Du Yin,Hao Xue,Arian Prabowo,Shuang Ao,Flora Salim
2024-06-18
Abstract:Traffic forecasting is crucial for smart cities and intelligent transportation initiatives, where deep learning has made significant progress in modeling complex spatio-temporal patterns in recent years. However, current public datasets have limitations in reflecting the ultra-dynamic nature of real-world scenarios, characterized by continuously evolving infrastructures, varying temporal distributions, and temporal gaps due to sensor downtimes or changes in traffic patterns. These limitations inevitably restrict the practical applicability of existing traffic forecasting datasets. To bridge this gap, we present XXLTraffic, the largest available public traffic dataset with the longest timespan and increasing number of sensor nodes over the multiple years observed in the data, curated to support research in ultra-dynamic forecasting. Our benchmark includes both typical time-series forecasting settings with hourly and daily aggregated data and novel configurations that introduce gaps and down-sample the training size to better simulate practical constraints. We anticipate the new XXLTraffic will provide a fresh perspective for the time-series and traffic forecasting communities. It would also offer a robust platform for developing and evaluating models designed to tackle ultra-dynamic and extremely long forecasting problems. Our dataset supplements existing spatio-temporal data resources and leads to new research directions in this domain.
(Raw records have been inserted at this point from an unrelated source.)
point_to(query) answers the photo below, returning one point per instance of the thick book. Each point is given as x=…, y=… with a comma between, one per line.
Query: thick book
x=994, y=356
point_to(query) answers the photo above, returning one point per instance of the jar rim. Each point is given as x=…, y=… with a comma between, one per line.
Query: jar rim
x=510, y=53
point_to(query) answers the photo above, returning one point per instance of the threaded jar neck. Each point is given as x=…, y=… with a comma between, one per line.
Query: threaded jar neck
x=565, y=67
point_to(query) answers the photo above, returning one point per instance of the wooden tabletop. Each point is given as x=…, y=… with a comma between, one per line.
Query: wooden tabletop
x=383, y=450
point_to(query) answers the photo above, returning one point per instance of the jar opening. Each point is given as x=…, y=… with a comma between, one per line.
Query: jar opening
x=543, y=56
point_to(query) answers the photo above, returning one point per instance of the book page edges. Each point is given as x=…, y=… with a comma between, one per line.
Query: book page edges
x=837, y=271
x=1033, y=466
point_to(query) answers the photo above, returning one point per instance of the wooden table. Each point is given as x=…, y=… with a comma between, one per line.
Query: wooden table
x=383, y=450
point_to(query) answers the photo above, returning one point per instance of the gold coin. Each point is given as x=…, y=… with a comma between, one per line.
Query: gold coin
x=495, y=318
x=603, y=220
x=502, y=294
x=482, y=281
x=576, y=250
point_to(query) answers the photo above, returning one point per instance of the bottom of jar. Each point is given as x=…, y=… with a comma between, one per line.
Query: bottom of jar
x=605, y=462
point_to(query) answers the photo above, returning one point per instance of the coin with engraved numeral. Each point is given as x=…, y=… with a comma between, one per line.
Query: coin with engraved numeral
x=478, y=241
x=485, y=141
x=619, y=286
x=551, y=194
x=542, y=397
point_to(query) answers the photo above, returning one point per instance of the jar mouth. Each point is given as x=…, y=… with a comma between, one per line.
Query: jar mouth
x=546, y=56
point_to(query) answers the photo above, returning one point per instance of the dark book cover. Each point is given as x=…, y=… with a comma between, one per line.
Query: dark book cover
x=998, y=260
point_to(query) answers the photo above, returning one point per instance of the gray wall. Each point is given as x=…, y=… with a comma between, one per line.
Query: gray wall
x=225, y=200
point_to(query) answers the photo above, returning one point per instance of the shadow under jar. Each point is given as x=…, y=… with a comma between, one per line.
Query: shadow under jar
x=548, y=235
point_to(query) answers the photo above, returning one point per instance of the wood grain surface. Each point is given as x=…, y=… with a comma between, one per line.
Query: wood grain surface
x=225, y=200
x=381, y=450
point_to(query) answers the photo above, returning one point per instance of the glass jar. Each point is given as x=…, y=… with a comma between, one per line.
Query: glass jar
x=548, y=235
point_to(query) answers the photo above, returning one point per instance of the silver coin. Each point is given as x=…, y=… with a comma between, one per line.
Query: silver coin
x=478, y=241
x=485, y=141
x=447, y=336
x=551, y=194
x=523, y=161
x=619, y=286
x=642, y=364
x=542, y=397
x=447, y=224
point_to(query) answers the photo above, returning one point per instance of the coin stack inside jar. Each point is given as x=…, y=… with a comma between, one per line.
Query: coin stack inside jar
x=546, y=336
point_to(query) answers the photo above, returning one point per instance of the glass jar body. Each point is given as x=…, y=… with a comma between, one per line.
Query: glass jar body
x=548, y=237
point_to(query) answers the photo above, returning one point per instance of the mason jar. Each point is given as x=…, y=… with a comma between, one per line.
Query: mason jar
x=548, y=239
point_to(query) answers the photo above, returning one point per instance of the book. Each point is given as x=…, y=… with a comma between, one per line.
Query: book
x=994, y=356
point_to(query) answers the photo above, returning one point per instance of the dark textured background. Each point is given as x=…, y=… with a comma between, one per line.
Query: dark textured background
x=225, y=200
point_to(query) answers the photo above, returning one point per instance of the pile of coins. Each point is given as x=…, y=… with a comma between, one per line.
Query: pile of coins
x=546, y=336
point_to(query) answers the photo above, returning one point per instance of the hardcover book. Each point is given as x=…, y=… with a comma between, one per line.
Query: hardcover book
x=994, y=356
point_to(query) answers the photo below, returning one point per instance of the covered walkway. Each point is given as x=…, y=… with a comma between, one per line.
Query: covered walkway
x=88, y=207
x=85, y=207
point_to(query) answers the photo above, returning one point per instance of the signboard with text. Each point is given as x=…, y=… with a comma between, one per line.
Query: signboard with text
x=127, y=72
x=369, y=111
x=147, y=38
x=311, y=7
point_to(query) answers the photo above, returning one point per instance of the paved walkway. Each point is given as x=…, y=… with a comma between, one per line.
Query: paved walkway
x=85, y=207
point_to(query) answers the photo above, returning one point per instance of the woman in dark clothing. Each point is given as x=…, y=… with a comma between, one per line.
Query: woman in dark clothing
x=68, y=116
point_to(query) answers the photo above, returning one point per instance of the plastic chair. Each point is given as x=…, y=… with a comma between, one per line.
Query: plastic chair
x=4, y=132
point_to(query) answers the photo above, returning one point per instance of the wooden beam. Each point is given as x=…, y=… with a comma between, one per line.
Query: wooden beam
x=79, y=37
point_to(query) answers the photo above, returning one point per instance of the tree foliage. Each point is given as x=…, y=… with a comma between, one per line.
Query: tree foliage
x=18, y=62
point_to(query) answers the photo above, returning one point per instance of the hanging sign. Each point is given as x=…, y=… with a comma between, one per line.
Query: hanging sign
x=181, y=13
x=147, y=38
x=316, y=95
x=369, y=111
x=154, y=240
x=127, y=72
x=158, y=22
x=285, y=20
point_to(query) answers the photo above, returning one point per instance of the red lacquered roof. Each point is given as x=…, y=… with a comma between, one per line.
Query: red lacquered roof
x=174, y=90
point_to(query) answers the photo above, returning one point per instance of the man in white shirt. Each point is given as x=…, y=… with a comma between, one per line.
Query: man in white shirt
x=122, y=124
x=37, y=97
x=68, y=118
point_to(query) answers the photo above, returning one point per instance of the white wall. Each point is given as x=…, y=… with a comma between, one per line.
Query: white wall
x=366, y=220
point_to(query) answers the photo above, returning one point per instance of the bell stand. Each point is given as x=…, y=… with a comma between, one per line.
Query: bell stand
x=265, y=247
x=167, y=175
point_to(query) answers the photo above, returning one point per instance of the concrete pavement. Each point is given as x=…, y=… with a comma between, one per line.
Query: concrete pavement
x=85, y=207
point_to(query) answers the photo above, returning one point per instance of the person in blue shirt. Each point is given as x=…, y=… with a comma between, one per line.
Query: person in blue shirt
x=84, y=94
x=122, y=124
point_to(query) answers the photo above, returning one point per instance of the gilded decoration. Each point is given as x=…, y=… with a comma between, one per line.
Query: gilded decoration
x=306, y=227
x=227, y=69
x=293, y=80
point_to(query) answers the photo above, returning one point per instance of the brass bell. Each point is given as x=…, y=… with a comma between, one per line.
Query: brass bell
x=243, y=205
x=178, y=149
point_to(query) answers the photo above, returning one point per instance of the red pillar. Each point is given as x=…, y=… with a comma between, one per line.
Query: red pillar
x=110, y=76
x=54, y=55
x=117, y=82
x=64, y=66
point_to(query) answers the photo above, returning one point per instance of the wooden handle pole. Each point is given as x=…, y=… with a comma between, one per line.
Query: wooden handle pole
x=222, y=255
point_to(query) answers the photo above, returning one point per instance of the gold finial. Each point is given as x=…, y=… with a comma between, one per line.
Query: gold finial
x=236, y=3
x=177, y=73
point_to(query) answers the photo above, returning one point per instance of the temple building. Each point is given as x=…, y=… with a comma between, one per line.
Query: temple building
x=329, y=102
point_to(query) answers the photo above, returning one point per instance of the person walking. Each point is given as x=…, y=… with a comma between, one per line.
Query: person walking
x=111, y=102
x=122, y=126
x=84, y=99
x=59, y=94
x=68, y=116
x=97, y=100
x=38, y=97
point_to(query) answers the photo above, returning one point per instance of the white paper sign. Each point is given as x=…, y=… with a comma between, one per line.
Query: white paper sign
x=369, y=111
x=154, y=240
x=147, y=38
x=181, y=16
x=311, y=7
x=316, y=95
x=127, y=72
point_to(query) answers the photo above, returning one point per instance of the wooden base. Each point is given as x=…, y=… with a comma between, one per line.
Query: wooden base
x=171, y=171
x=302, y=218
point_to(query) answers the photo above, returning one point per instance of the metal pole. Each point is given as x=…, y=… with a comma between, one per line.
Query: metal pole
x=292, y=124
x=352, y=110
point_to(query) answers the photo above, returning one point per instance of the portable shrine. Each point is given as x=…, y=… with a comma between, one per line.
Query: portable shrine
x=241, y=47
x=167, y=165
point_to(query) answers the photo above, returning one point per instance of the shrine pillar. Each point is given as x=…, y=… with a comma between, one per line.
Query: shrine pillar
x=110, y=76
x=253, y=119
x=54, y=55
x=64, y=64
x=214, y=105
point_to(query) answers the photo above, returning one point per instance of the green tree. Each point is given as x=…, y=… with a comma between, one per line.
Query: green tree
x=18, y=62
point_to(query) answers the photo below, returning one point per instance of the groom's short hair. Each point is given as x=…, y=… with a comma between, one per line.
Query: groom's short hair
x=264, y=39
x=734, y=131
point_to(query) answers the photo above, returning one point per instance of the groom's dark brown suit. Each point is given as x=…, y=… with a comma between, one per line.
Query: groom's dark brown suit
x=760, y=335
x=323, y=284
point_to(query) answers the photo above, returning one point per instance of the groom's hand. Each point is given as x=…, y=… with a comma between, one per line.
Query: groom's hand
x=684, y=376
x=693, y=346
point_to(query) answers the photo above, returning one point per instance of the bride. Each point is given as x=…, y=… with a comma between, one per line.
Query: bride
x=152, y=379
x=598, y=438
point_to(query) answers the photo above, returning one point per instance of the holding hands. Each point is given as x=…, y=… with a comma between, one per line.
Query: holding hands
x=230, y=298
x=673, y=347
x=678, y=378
Machine Learning,Artificial Intelligence
What problem does this paper attempt to address?
### Problems Addressed by the Paper The paper primarily addresses the following issues: 1. **Limitations of Existing Datasets**: - Existing public traffic datasets have limitations in reflecting the ultra-dynamic characteristics of real-world scenarios. These limitations include continuously evolving infrastructure, changes in temporal distribution, and time intervals caused by sensor downtime or changes in traffic patterns. - These limitations inevitably restrict the practical application of existing traffic prediction datasets. 2. **Need for Ultra-Long Time Span Datasets**: - A new dataset named XXLTraffic is proposed, which is currently the largest public traffic dataset with the longest time span and an increasing number of sensor nodes year by year. This dataset aims to support ultra-dynamic prediction research. - The dataset includes typical time series prediction settings (hourly and daily aggregated data) and introduces time intervals to better simulate real-world constraints. 3. **Challenges of Ultra-Dynamic Prediction**: - The ultra-dynamic challenge includes three key aspects: the continuously evolving state of infrastructure over time, changes in temporal distribution over extremely long observation periods, and spatiotemporal dynamics with time intervals. - These factors require models to adapt to changes in patterns and trends over long time spans and handle inconsistencies and interruptions in the data. By proposing the XXLTraffic dataset, the paper aims to provide new perspectives for the time series and traffic prediction community and offer a robust platform for developing and evaluating models that address ultra-dynamic and ultra-long time prediction problems. Additionally, this dataset complements existing spatiotemporal data resources and guides new research directions in the field.